One of Google’s artificial intelligence projects, a natural language processing system called BERT, has been deployed in several areas, including the search engine itself. However, research into BERT has shown that the AI system seems to be picking up biases based on where it sources its data from. Primarily among these were gender biases based on professions and an inability to recognize female pronouns, suggesting that historically, the English language has had a distinct bias towards men.
Historical Data from Decades Ago
BERT’s training dealt with consuming a large amount of printed material that covered material as far back as researchers could offer. The AI’s systems developed a particular view of the language based on the way writing was done over decades. As a result, BERT was able to process language just as efficiently as a human being. The only caveat was that the AI’s system had a bias that was built into the language. Researchers into AI have been aware of the biases introduced when training AI on large volumes of data, and Google addressed the problem, stating they were taking the necessary measures to address it.

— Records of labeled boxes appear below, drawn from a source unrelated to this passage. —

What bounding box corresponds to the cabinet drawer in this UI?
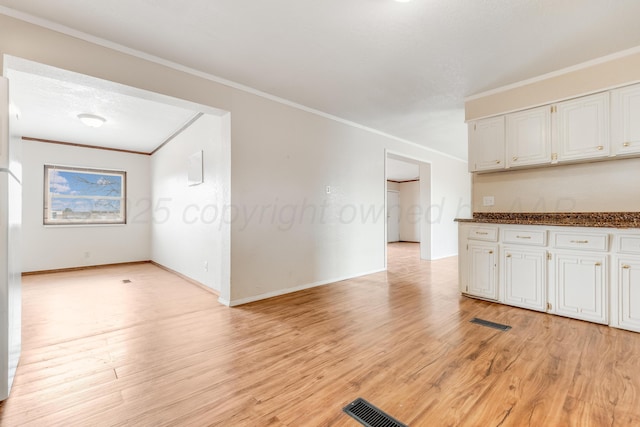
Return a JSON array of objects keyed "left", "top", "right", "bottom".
[
  {"left": 552, "top": 232, "right": 609, "bottom": 251},
  {"left": 616, "top": 234, "right": 640, "bottom": 254},
  {"left": 502, "top": 228, "right": 547, "bottom": 246},
  {"left": 468, "top": 227, "right": 498, "bottom": 242}
]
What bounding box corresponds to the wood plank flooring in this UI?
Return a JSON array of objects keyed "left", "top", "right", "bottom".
[{"left": 0, "top": 243, "right": 640, "bottom": 427}]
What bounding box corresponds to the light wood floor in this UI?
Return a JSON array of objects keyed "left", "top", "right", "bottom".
[{"left": 0, "top": 244, "right": 640, "bottom": 427}]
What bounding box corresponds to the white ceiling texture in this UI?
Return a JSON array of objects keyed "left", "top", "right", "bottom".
[{"left": 0, "top": 0, "right": 640, "bottom": 159}]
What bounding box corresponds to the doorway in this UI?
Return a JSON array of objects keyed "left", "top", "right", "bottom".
[
  {"left": 385, "top": 151, "right": 432, "bottom": 261},
  {"left": 387, "top": 190, "right": 400, "bottom": 243}
]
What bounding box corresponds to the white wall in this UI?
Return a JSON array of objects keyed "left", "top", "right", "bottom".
[
  {"left": 22, "top": 141, "right": 151, "bottom": 272},
  {"left": 399, "top": 181, "right": 422, "bottom": 242},
  {"left": 0, "top": 15, "right": 470, "bottom": 304},
  {"left": 151, "top": 114, "right": 229, "bottom": 291}
]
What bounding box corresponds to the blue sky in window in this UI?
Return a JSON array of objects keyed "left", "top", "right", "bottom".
[
  {"left": 49, "top": 169, "right": 122, "bottom": 197},
  {"left": 49, "top": 169, "right": 123, "bottom": 214}
]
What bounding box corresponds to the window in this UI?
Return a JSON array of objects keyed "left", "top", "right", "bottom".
[{"left": 44, "top": 165, "right": 127, "bottom": 225}]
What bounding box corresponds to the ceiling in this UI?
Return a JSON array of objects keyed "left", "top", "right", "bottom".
[
  {"left": 386, "top": 156, "right": 420, "bottom": 182},
  {"left": 0, "top": 0, "right": 640, "bottom": 159},
  {"left": 5, "top": 57, "right": 198, "bottom": 153}
]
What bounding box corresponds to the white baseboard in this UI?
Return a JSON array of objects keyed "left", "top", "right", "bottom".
[{"left": 225, "top": 268, "right": 386, "bottom": 307}]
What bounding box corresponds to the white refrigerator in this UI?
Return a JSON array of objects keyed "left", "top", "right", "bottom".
[{"left": 0, "top": 77, "right": 22, "bottom": 400}]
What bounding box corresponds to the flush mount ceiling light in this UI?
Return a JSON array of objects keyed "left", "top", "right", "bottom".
[{"left": 78, "top": 114, "right": 107, "bottom": 128}]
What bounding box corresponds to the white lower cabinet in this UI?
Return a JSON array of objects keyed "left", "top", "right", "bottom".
[
  {"left": 500, "top": 247, "right": 547, "bottom": 311},
  {"left": 611, "top": 256, "right": 640, "bottom": 332},
  {"left": 458, "top": 223, "right": 640, "bottom": 332},
  {"left": 466, "top": 242, "right": 498, "bottom": 300},
  {"left": 550, "top": 252, "right": 609, "bottom": 324}
]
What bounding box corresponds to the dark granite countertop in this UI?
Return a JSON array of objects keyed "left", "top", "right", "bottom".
[{"left": 456, "top": 212, "right": 640, "bottom": 228}]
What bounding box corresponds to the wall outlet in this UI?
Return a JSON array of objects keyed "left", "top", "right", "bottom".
[{"left": 482, "top": 196, "right": 495, "bottom": 206}]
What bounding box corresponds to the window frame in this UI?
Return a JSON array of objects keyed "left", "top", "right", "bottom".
[{"left": 42, "top": 164, "right": 127, "bottom": 226}]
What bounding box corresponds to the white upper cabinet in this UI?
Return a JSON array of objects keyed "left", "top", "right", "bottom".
[
  {"left": 469, "top": 116, "right": 504, "bottom": 172},
  {"left": 506, "top": 106, "right": 551, "bottom": 168},
  {"left": 553, "top": 92, "right": 610, "bottom": 162},
  {"left": 611, "top": 85, "right": 640, "bottom": 156}
]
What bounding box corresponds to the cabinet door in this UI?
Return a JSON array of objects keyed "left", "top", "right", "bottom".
[
  {"left": 469, "top": 116, "right": 504, "bottom": 172},
  {"left": 506, "top": 106, "right": 551, "bottom": 167},
  {"left": 466, "top": 243, "right": 498, "bottom": 300},
  {"left": 553, "top": 92, "right": 610, "bottom": 162},
  {"left": 500, "top": 247, "right": 547, "bottom": 311},
  {"left": 612, "top": 257, "right": 640, "bottom": 332},
  {"left": 554, "top": 253, "right": 608, "bottom": 323},
  {"left": 611, "top": 85, "right": 640, "bottom": 155}
]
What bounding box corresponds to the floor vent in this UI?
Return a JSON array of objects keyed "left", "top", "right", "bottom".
[
  {"left": 342, "top": 397, "right": 408, "bottom": 427},
  {"left": 470, "top": 317, "right": 511, "bottom": 331}
]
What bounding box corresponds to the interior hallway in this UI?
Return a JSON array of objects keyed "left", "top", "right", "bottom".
[{"left": 0, "top": 243, "right": 640, "bottom": 427}]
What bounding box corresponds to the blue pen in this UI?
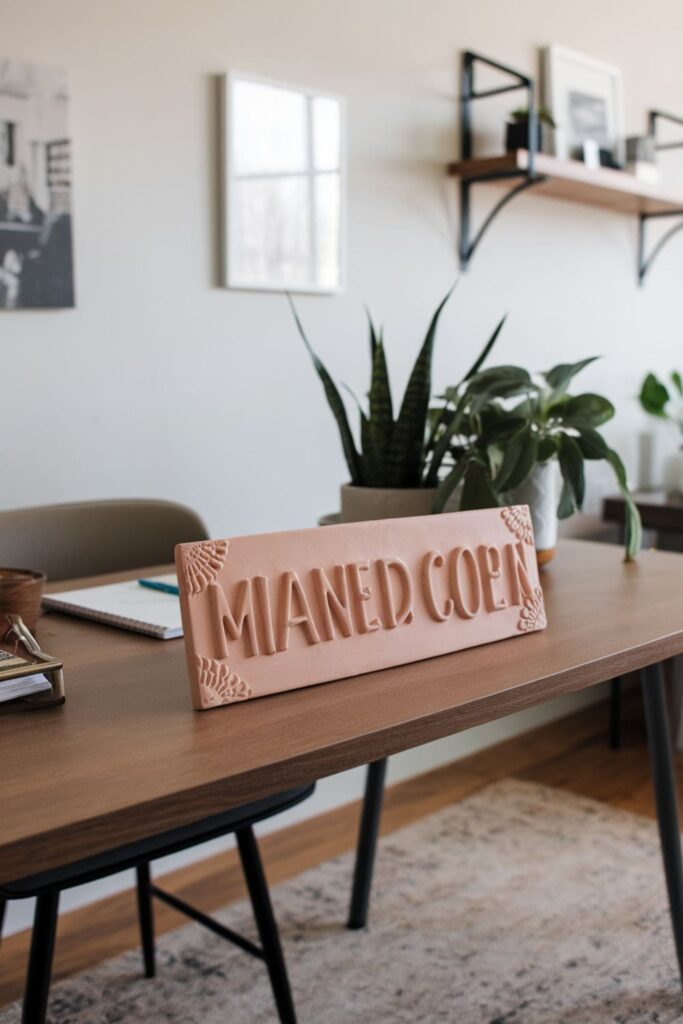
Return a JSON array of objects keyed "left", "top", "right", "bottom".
[{"left": 137, "top": 580, "right": 179, "bottom": 597}]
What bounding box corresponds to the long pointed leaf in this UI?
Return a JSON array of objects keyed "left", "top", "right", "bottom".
[
  {"left": 432, "top": 459, "right": 468, "bottom": 512},
  {"left": 460, "top": 462, "right": 501, "bottom": 512},
  {"left": 388, "top": 285, "right": 455, "bottom": 487},
  {"left": 369, "top": 340, "right": 393, "bottom": 477},
  {"left": 558, "top": 433, "right": 586, "bottom": 510},
  {"left": 543, "top": 355, "right": 600, "bottom": 391},
  {"left": 461, "top": 313, "right": 508, "bottom": 384},
  {"left": 607, "top": 449, "right": 643, "bottom": 562},
  {"left": 287, "top": 295, "right": 365, "bottom": 484},
  {"left": 366, "top": 306, "right": 379, "bottom": 365},
  {"left": 495, "top": 427, "right": 539, "bottom": 495}
]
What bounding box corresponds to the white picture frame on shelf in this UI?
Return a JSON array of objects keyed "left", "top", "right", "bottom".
[
  {"left": 222, "top": 71, "right": 346, "bottom": 295},
  {"left": 543, "top": 46, "right": 625, "bottom": 164}
]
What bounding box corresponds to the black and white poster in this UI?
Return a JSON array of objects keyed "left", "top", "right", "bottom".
[{"left": 0, "top": 57, "right": 74, "bottom": 309}]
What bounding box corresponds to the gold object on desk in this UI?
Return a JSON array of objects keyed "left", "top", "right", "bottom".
[
  {"left": 0, "top": 568, "right": 46, "bottom": 630},
  {"left": 0, "top": 614, "right": 65, "bottom": 714}
]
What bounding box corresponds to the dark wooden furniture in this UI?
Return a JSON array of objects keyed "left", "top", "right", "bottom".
[
  {"left": 602, "top": 490, "right": 683, "bottom": 750},
  {"left": 0, "top": 499, "right": 313, "bottom": 1024},
  {"left": 602, "top": 490, "right": 683, "bottom": 534},
  {"left": 0, "top": 541, "right": 683, "bottom": 1011}
]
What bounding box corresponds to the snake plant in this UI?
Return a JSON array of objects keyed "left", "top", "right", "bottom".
[{"left": 290, "top": 286, "right": 503, "bottom": 488}]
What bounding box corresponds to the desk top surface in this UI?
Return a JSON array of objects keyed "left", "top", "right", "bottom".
[{"left": 0, "top": 541, "right": 683, "bottom": 882}]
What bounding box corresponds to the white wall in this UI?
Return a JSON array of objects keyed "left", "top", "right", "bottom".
[{"left": 0, "top": 0, "right": 683, "bottom": 927}]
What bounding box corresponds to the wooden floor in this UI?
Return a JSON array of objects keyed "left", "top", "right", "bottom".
[{"left": 0, "top": 690, "right": 671, "bottom": 1006}]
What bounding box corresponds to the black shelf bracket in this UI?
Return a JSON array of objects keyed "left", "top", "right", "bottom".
[
  {"left": 638, "top": 111, "right": 683, "bottom": 286},
  {"left": 458, "top": 50, "right": 544, "bottom": 270}
]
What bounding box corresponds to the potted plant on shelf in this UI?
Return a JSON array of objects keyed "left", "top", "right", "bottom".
[
  {"left": 639, "top": 370, "right": 683, "bottom": 494},
  {"left": 427, "top": 356, "right": 641, "bottom": 563},
  {"left": 290, "top": 289, "right": 503, "bottom": 522},
  {"left": 505, "top": 106, "right": 555, "bottom": 153}
]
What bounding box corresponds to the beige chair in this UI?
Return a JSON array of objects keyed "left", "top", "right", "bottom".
[
  {"left": 0, "top": 500, "right": 314, "bottom": 1024},
  {"left": 0, "top": 499, "right": 208, "bottom": 580}
]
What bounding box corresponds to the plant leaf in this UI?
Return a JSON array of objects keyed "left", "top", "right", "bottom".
[
  {"left": 494, "top": 426, "right": 539, "bottom": 495},
  {"left": 460, "top": 462, "right": 501, "bottom": 511},
  {"left": 607, "top": 449, "right": 643, "bottom": 562},
  {"left": 387, "top": 285, "right": 455, "bottom": 487},
  {"left": 432, "top": 459, "right": 468, "bottom": 512},
  {"left": 553, "top": 392, "right": 614, "bottom": 427},
  {"left": 577, "top": 427, "right": 609, "bottom": 459},
  {"left": 640, "top": 374, "right": 671, "bottom": 419},
  {"left": 539, "top": 434, "right": 559, "bottom": 462},
  {"left": 467, "top": 366, "right": 533, "bottom": 395},
  {"left": 287, "top": 294, "right": 365, "bottom": 485},
  {"left": 558, "top": 433, "right": 586, "bottom": 509},
  {"left": 543, "top": 355, "right": 600, "bottom": 391},
  {"left": 479, "top": 416, "right": 526, "bottom": 445},
  {"left": 461, "top": 313, "right": 507, "bottom": 384},
  {"left": 369, "top": 339, "right": 393, "bottom": 477},
  {"left": 557, "top": 479, "right": 577, "bottom": 519},
  {"left": 366, "top": 306, "right": 381, "bottom": 366}
]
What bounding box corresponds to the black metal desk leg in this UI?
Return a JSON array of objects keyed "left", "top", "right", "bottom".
[
  {"left": 609, "top": 676, "right": 622, "bottom": 751},
  {"left": 22, "top": 892, "right": 59, "bottom": 1024},
  {"left": 136, "top": 862, "right": 157, "bottom": 978},
  {"left": 643, "top": 664, "right": 683, "bottom": 983},
  {"left": 347, "top": 758, "right": 387, "bottom": 928},
  {"left": 236, "top": 826, "right": 296, "bottom": 1024}
]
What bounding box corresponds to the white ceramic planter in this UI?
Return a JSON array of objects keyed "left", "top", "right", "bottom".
[
  {"left": 664, "top": 447, "right": 683, "bottom": 495},
  {"left": 340, "top": 483, "right": 436, "bottom": 522},
  {"left": 508, "top": 461, "right": 557, "bottom": 565}
]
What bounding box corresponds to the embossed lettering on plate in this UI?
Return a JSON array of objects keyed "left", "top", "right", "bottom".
[{"left": 176, "top": 506, "right": 546, "bottom": 710}]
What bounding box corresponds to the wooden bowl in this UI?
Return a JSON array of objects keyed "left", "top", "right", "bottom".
[{"left": 0, "top": 568, "right": 47, "bottom": 632}]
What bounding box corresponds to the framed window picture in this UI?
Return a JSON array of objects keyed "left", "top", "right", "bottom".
[
  {"left": 543, "top": 46, "right": 624, "bottom": 163},
  {"left": 223, "top": 72, "right": 346, "bottom": 293},
  {"left": 0, "top": 57, "right": 75, "bottom": 309}
]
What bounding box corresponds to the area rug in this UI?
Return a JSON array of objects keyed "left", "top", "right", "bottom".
[{"left": 0, "top": 779, "right": 683, "bottom": 1024}]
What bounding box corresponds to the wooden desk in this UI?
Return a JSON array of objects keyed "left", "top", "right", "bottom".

Complex Systems Make it Hard to Predict
While language scholars are aware of the unspoken bias that exists in the language, it was unclear how BERT automatically adopted the same bias. The only explanation that seemed plausible was that the writing itself was to blame. Complex systems like BERT are unpredictable in how they process and output data. Director of Science at Primer, a San Francisco startup that deals with Natural Language Processing, says that BERT is indeed a game-changer, but that researchers need to approach the AI along the same lines as a biologist would deal with studying how a cell performs its functions. By figuring out how the AI sees things and processes them, these researchers stand a better chance of picking up on the biases within the language that are communicated to the language processing systems of the AI.